Over-the-counter pain medicines can relieve symptoms of mild vasculitis. For more serious cases, your provider may prescribe medicines.

  • Corticosteroids reduce swelling in your blood vessels. For some types of vasculitis, you will need steroids for months or years. Corticosteroids can affect your bone density and raise your blood sugar and blood pressure levels. Learn about other side effects and risks of corticosteroids.
  • Dual endothelin receptor antagonists block the action of a chemical called endothelin that can reduce blood flow.
  • Immunomodulators, such as colchicine, reduce the swelling that causes symptoms. Possible side effects can include gastrointestinal problems.
  • Immunosuppressive medicines, such as cyclosporine and mycophenolate mofetil, suppress or weaken the immune system. Possible side effects include an increased risk of infection and birth defects.
  • Interferon therapy block and reduce swelling. Interferons are molecules that the immune system normally makes, but they have also been developed as medicines.
  • Interleukin antagonists reduce swelling by blocking a protein in the body that causes the swelling.
  • Intravenous immunoglobulin (IVIG) helps control the body’s immune response. This medicine also fights infection by introducing purified antibodies from healthy donors into the bloodstream. Some people may have a strong negative immune response to IVIG.
  • Monoclonal antibodies suppress the immune system. Possible side effects include fever-like symptoms, stomach pain, and allergic reactions.

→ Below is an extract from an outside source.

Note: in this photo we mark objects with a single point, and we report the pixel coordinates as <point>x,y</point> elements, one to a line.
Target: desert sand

  • Non-steroidal anti-inflammatory drugs (NSAIDs) reduce swelling in the body. One possible side effect is increased bleeding.
  • Phosphodiesterase inhibitors increase blood flow by blocking the action of a particular enzymes in the body. Possible side effects include headaches, heart palpitations, upset stomach, nausea, and vomiting.

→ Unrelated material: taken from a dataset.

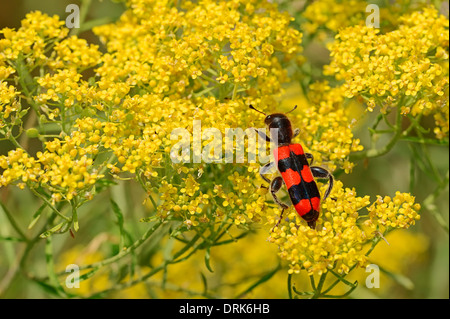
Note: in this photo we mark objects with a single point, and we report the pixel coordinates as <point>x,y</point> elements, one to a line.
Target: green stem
<point>125,252</point>
<point>13,222</point>
<point>430,206</point>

  • Tumor necrosis factor inhibitors suppress the immune system by blocking a protein called tumor necrosis factor alpha.

Procedures or surgery

  • Plasmapheresis, a procedure where blood plasma is removed and then replaced to lower plasma antibody levels, may be performed.
  • Surgical bypass of the blood vessels may help restore blood flow to some areas in Buerger’s disease. Surgery to treat vasculitis is rare.